Note there There are alternative approaches, such as described in the Morsel-Driven Parallelism Paper, but other than the notable exception of DuckDB I don't know of any widely used engine that takes this approach. The major benefit to the morsel driven approach that I understand is that it can, in theory, respond better to dynamic resource changes (e.g. throttle down to use 2 cores when a high priority job comes in and then go back up to 8 cores when done).2

The engineering challenge of the RepartitionExec is twofold:

Synchronization and Stalls

Given RepartitionExec is a synchronization point between multiple threads, without careful engineering the lock contention can become the bottleneck.

Also, without careful scheduling the consumers may "stall" waiting for data from a producer.

NUMA

Non Uniform Memory Access (NUMA) basically means that data that is "closer" to a core is faster to access. In practice what this means is that optimal performance is achieved when the same thread /core that produces data (e.g. decodes a RecordBatch from parquet), also then process it until the next pipeline breaking operation (e..g update the hash table). If one core produces the RecordBatch and another consumes it, additional memory latency is incurred.

Since the RepartitionExec is designed to shuffle data, it is very easy to destroy NUMA locality if care is not taken.

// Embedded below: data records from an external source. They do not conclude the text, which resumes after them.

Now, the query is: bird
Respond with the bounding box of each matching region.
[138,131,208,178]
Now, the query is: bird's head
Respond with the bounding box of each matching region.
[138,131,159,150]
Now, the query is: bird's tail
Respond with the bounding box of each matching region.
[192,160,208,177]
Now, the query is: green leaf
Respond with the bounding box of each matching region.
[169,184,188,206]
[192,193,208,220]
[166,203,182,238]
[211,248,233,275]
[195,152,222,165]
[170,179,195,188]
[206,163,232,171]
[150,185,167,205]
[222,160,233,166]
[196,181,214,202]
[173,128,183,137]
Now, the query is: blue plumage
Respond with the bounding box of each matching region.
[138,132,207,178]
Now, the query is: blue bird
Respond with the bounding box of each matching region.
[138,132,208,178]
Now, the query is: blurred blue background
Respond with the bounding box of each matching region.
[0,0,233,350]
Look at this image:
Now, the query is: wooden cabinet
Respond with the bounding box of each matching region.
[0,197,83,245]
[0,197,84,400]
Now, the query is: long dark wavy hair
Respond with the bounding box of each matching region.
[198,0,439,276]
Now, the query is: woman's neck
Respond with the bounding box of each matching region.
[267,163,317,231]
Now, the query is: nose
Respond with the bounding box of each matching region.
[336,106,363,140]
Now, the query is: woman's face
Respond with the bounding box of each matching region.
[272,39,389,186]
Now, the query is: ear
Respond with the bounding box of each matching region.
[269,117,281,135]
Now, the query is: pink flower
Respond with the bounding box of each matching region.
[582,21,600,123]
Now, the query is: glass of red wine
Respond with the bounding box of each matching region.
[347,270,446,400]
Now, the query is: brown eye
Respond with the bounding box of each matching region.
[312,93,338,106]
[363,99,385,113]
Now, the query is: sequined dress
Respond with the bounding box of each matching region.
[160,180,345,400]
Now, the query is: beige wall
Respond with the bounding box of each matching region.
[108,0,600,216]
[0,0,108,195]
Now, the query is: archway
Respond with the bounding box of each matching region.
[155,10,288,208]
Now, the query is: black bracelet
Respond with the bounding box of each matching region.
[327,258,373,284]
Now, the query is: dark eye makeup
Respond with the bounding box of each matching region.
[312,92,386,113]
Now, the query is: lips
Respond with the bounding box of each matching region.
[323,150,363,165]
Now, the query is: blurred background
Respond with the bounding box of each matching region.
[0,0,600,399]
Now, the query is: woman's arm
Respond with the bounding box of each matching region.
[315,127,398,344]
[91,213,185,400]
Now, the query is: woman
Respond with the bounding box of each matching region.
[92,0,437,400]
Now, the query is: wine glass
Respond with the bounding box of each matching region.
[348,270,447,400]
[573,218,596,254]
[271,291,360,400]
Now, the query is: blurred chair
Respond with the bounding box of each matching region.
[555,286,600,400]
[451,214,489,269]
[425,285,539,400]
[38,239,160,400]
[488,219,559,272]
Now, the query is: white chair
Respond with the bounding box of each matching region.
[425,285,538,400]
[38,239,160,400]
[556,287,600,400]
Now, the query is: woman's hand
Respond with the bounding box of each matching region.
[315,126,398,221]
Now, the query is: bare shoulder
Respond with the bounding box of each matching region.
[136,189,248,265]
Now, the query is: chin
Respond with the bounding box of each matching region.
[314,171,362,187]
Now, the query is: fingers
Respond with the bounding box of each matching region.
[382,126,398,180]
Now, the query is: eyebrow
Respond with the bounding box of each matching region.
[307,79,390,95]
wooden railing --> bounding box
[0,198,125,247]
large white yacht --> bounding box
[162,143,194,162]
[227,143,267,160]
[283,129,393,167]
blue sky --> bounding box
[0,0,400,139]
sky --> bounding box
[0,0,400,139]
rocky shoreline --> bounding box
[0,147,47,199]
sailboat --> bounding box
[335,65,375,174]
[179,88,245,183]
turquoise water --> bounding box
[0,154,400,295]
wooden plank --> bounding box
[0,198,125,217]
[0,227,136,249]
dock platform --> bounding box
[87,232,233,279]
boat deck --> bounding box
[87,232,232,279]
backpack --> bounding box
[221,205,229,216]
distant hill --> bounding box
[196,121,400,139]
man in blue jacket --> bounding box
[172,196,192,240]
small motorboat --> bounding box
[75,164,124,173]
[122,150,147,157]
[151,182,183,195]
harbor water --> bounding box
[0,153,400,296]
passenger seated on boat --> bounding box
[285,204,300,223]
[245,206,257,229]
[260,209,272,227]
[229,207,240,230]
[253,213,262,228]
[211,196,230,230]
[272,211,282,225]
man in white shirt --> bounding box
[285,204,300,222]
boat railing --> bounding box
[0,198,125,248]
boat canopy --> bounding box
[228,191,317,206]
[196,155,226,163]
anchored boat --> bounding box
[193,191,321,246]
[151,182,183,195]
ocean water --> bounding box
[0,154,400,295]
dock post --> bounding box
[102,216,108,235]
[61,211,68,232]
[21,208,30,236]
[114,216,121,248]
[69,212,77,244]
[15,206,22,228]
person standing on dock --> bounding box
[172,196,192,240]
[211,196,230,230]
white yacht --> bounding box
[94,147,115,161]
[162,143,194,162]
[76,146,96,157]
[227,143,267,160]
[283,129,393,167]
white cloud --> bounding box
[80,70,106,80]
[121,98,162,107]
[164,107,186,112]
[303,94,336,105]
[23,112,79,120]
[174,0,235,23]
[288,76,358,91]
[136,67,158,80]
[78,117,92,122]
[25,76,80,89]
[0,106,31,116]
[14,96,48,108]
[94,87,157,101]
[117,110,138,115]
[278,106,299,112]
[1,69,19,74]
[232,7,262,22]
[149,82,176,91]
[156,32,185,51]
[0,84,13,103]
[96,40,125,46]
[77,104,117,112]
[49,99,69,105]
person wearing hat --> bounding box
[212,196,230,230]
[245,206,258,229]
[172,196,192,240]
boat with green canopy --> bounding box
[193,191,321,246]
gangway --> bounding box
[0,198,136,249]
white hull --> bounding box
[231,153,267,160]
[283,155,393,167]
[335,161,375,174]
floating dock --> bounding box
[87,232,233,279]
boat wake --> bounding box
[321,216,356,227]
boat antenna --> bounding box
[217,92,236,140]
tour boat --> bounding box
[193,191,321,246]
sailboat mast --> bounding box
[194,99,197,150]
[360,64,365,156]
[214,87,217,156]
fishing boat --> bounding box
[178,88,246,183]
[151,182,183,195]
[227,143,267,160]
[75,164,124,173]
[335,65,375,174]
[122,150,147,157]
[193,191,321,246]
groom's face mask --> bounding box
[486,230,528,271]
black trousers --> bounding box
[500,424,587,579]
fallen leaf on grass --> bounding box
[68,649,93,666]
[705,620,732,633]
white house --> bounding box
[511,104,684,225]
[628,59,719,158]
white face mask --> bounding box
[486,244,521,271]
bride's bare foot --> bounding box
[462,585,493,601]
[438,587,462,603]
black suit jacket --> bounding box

I believe the current RoundRobin approach is not NUMA friendly. It will very likely decode some parquet data, put that batch in a queue, and then go and decode more parquet data (rather than return control to the operator that was waiting for it)

Idea 1: Buffering to the RepartitionExec

One idea, suggested by @Dandandan and @ozankabak in #6929 (comment) is to introduce some more (but not unbounded) buffering into the Repartition operator

For example, perhaps we could extend the existing DistributionSender to have a queue of RecordBatches (2 or 3 for example) rather than just a single Option<> so that it was possible to start fetching the next input immediately

https://github.com/apache/arrow-datafusion/blob/d316702722e6c301fdb23a9698f7ec415ef548e9/datafusion/core/src/physical_plan/repartition/distributor_channels.rs#L180-L182

Idea 2: Make RoundRobin more adaptive

Another idea would be to restructure the "RoundRobin" repartition strategy to be more adaptive. Currently each input evenly sends RecordBatches to each output partition and will return control via tx.send(Some(Ok(batch))).await.is_err() if any output partition is full.

We could potentially improve this logic rather than giving up control by attempting to find an output partition that is empty and filling it (aka tx.try_send and if no space, try some other partitions)

Footnotes

  1. This model was first described in the 1989 paper Encapsulation of parallelism in the Volcano query processing system Paper which uses the term "Exchange" for the concept of repartitioning data across threads.

  2. We actually had a version of this approach as an experimental feature in DataFusion for a while but removed it as we found it didn't offer compelling enough performance improvement to justify the engineering effort.